Goldman Sachs is bullish on commodities for four reasons

  • Oil markets got a welcome boost when OPEC and its friends decided to cut supply again in December, another push is coming from news of Chinese economic stimulus that could propel demand.
  • The investment bank is bullish on commodities -oil and gold - for several reasons, ranging from the Federal Reserve signalling it will hike rates less aggressively-than-expected and a weakening dollar.
An oil platform off the coast of Angola
Martin Bureau | AFP | Getty
An oil platform off the coast of Angola

Expectations for a decreased oil supply, potential Chinese stimulus and political uncertainty are buoying hopes for gains in the commodities sector, according to Goldman Sachs.

Jeff Curries, global head of Commodities Research at Goldman Sachs, told CNBC on Wednesday that the bank is bullish on commodities oil and gold for several reasons, ranging from the Federal Reserve signalling it will hike rates less aggressively than expected and a weakening dollar.

"We're bullish on commodities," Goldman's Currie told CNBC's Joumanna Bercetche. "One, because you don't have the rising (interest) rates anymore and in fact, they've come off and they're on pause.
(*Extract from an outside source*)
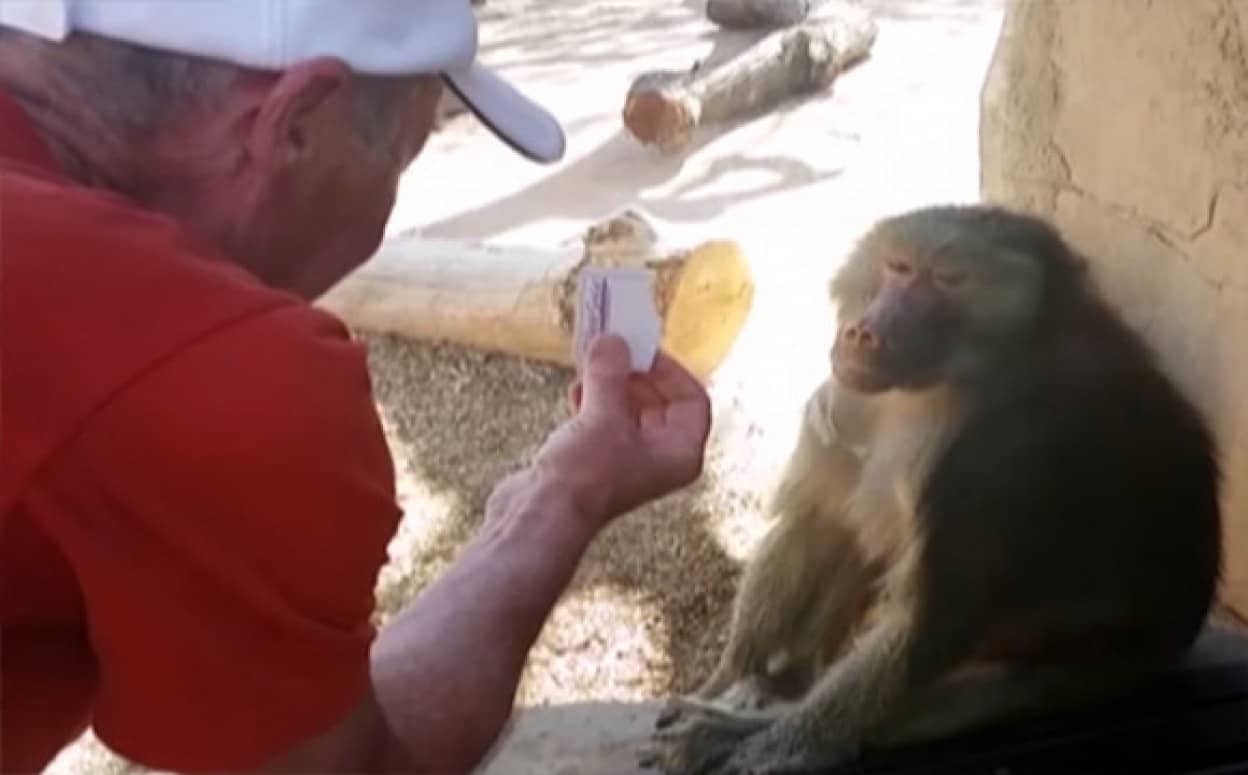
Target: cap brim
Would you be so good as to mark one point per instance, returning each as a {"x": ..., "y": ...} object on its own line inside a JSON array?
[{"x": 518, "y": 121}]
Two, the dollar's really strong and likely to weaken from here as opposed to strengthen like it did last year." A weaker dollar makes oil more attractive as oil is denominated in dollars.

Oil markets got a welcome boost when OPEC and its friends decided to cut supply again in December, another push is coming from news of Chinese economic stimulus that could propel demand. Oil prices rose 3 percent overnight on expectations that production cuts will tighten supply. On Wednesday midday, Brent futures stood at $60.37 per barrel and WTI at $51.70.
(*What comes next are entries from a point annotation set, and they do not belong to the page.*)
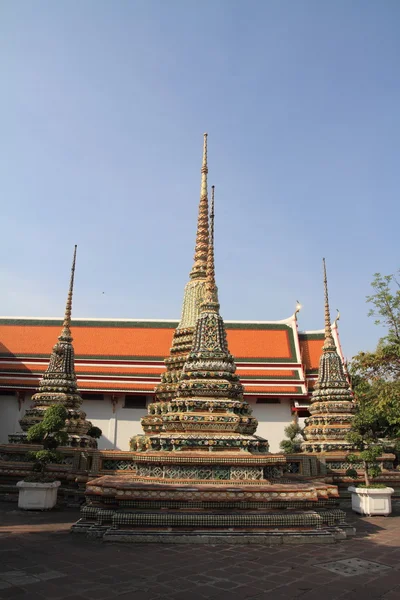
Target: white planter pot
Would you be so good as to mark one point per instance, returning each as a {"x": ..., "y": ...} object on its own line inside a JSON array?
[
  {"x": 371, "y": 501},
  {"x": 37, "y": 496}
]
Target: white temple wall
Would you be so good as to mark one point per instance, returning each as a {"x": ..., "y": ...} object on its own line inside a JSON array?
[
  {"x": 272, "y": 420},
  {"x": 119, "y": 424},
  {"x": 10, "y": 414}
]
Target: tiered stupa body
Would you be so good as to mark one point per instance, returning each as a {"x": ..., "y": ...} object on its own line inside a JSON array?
[
  {"x": 59, "y": 386},
  {"x": 202, "y": 471},
  {"x": 193, "y": 298},
  {"x": 209, "y": 411},
  {"x": 332, "y": 406}
]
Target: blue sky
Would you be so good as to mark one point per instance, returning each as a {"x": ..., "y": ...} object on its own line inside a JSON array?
[{"x": 102, "y": 113}]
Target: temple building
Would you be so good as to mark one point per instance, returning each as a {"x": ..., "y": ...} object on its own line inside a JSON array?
[{"x": 121, "y": 371}]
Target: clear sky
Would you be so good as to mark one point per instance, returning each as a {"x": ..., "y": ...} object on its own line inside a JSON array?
[{"x": 103, "y": 108}]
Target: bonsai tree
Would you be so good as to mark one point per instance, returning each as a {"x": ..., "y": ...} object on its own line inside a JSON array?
[
  {"x": 365, "y": 431},
  {"x": 293, "y": 444},
  {"x": 95, "y": 432},
  {"x": 50, "y": 432}
]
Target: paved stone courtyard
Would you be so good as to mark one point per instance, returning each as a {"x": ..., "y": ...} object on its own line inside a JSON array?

Currie added that a predicted rise in Chinese demand and falling global oil supply also added to the bullish outlook for oil.

"China has given notice that it's stimulating (its economy) and then you have OPEC ready to cut production," he said, speaking to CNBC at Goldman's global strategy conference in London.

China's central bank injected a net 560 billion yuan ($83 billion) into the banking system on Wednesday, the highest ever recorded for a single day, in a sign that it's willing to inject liquidity into a slowing economy. Chinese economic growth is driving higher oil demand.

Fear and wealth

Oil markets breathed a sigh of relief when OPEC and its non-OPEC announced in December that they would cut production, again, in a bid to stabilize a repeated fall in oil prices amid growing supply.

U.S. sanctions on Iran instigated in November failed to have as deep an impact on supply as forecast as a handful of waivers were granted to oil consuming countries, taking away a need for oil kingpins Saudi Arabia and Russia to produce more to fulfil a potential shortfall. Currie said an excess of oil built up ahead of the production cut would clear in early 2019.

"They're cutting. They had a huge increase in production in September, October and November in anticipation to the Iranian sanctions and we got a lot more waivers than expected and they're now bringing that supply off the market. It did leave the market with an extra 140 million barrels that need to be eaten through during the first half of the year. We think that's likely to happen," he said.

He said a "terrible trio" of factors had affected oil's performance in mid-2018. "Rising rates, rising dollar and rising oil. You put those three together and they either always lead to a recession or to a mid-cycle pause. Now we look at it and go 'hey, the Fed's on pause', we're in a mid-cycle pause and that's usually a buy signal for commodities."

With economic and political uncertainty still clouding the wider global outlook for 2019 with trade tensions still unresolved and political infighting in the U.S. and Europe, Currie noted that gold, a safe-haven asset for investors, would also likely receive a boost. On Wednesday, spot gold stood at at $1,288.7 per ounce amid caution ahead of a no-confidence vote on British Prime Minister Theresa May's government.

"We talk about fear and wealth in gold and you have the fear factor- you look at economic uncertainty in China, in the U.S. right now, it's off the chart. But we need the wealth factor from the emerging markets - you need the Indians to buy oil or gold," he said.